A Dieu ne plaise qu’on reproche à toutes les sociétés chrétiennes des premiers siècles ces infamies, qui n’étaient le partage que de quelques énergumènes ! Comme on allégorisait tout, on leur avait dit que Jésu était le second Adam. Cet Adam fut le premier homme, selon le peuple juif. Il marchait tout nu, aussi bien que sa femme. De là ils conclurent qu’on devait prier Dieu tout nu. Cette nudité donna lieu à toutes les impuretés auxquelles la nature s’abandonne, quand, loin d’être retenue, elle s’autorise de la superstition.

Si de pieux chrétiens ont fait ces reproches à d’autres chrétiens qui se croyaient pieux aussi au milieu de leurs ordures, ne soyons donc pas étonnés que les Romains et les Grecs aient imputé aux chrétiens des repas de Thyeste, des noces d’Oedipe, et des amours de Giton.
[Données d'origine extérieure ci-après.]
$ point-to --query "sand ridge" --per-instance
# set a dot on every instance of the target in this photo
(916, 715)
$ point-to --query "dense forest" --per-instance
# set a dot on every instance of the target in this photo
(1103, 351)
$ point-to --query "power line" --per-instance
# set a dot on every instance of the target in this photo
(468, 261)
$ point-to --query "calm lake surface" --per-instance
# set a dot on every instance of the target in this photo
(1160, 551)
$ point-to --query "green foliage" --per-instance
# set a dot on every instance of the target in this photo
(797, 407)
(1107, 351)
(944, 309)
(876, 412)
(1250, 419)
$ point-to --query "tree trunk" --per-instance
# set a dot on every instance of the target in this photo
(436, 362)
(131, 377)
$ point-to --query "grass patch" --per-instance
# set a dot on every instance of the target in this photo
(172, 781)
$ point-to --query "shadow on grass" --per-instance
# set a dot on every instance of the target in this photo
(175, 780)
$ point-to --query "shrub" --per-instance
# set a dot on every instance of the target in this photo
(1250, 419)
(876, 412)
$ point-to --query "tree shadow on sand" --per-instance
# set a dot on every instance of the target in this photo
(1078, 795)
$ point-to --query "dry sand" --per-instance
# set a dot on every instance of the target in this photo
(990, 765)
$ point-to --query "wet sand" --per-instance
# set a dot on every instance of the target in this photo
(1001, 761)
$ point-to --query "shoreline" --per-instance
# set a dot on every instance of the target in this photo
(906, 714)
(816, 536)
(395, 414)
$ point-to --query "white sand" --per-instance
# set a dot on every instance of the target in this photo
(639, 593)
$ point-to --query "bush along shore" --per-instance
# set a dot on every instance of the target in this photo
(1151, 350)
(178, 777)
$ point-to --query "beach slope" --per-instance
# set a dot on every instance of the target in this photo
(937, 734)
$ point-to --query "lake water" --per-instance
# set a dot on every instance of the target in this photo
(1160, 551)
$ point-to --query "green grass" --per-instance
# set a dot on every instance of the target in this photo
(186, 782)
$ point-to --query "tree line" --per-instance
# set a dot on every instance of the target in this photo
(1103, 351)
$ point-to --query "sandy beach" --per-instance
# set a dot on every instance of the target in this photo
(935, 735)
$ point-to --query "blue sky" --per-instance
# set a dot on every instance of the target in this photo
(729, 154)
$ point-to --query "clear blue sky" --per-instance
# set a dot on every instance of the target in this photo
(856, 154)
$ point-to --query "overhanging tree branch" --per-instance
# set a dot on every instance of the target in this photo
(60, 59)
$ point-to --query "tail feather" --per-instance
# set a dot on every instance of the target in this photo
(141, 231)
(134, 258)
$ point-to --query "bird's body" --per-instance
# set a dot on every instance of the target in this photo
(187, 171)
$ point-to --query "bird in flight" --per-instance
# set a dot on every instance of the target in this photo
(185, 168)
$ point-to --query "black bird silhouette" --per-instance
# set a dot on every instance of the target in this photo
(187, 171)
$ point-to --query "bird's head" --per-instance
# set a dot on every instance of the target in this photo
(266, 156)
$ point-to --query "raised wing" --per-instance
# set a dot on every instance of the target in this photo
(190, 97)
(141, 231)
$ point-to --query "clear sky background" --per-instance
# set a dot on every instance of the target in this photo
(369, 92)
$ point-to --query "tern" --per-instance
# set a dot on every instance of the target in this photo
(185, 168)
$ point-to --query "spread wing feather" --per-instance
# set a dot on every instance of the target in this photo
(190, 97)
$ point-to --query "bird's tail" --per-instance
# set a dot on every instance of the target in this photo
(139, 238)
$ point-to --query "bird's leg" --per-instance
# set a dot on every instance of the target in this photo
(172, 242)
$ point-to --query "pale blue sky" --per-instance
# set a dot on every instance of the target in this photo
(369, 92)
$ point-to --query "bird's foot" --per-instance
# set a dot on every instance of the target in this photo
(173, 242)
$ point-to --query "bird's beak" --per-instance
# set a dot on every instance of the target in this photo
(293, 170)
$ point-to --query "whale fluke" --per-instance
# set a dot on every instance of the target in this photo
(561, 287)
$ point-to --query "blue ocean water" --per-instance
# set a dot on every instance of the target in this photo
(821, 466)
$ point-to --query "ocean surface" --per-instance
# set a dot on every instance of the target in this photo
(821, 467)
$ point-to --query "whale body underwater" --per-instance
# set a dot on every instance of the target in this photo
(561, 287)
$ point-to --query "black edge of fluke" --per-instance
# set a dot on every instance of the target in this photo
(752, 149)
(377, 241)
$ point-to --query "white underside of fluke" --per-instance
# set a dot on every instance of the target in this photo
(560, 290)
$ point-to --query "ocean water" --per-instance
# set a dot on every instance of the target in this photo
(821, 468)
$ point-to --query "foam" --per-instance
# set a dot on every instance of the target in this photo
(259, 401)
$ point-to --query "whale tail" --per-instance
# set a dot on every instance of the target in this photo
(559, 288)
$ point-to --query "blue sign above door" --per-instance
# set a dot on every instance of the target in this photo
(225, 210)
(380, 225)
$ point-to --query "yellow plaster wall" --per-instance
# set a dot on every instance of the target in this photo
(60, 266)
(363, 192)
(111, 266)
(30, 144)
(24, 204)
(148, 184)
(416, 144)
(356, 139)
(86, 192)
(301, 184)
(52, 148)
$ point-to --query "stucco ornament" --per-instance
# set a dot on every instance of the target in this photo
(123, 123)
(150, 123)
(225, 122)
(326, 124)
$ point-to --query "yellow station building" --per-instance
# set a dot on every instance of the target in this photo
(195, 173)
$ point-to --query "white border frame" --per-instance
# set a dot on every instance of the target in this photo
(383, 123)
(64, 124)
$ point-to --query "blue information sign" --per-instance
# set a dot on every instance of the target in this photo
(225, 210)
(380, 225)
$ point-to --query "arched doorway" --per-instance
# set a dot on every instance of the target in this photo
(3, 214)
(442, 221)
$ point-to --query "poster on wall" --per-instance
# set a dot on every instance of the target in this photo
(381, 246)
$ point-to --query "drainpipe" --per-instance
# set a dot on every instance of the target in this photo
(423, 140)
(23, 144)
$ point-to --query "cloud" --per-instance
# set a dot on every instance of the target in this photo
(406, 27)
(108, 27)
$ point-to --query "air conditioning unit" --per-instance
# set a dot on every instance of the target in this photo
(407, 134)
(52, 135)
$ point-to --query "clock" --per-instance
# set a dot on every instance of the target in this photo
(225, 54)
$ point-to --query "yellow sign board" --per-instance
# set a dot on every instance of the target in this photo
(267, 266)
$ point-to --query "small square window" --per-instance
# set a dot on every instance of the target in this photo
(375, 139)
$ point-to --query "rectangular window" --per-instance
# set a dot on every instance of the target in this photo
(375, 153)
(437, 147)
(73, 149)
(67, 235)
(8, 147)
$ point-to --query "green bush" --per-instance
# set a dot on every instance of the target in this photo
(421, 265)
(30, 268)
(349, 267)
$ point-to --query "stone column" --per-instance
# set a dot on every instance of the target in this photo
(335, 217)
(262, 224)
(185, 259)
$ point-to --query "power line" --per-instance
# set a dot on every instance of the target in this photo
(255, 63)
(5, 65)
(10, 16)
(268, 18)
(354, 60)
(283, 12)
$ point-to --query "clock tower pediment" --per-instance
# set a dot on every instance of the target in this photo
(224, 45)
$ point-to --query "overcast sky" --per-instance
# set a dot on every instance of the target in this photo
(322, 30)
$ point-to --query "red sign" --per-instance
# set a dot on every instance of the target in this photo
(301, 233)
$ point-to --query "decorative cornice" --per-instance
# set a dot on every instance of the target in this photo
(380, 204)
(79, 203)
N’accusons pas non plus les Romains d’avoir voulu calomnier les chrétiens en leur reprochant d’avoir adoré une tête d’âne. Ils confondaient ces chrétiens demi-Juifs avec les vrais Juifs qui exerçaient le courtage et l’usure dans tout l’empire. Quand Pompée, Crassus, Sosius, Titus, entrèrent dans le temple de Jérusalem avec leurs officiers, ils y virent des chérubins, animaux à deux têtes, l’une de veau, et l’autre de garçon. Les Juifs doivent être de très mauvais sculpteurs, puisque la loi, à laquelle ils avaient faiblement dérogé, leur défendait la sculpture. Les têtes de veau ressemblèrent à des têtes d’âne, et les Romains furent très excusables de croire que les Juifs, et par conséquent les chrétiens confondus avec les Juifs, révéraient un âne, ainsi que les Égyptiens avaient consacré un bœuf et un chat.

Sortons maintenant du temple de Jérusalem, où deux veaux

  1. Saint Épiphane, pages 41, 46, 47. (Note de Voltaire.)
  2. Ce sont les gnostiques, qu’Épiphane accuse.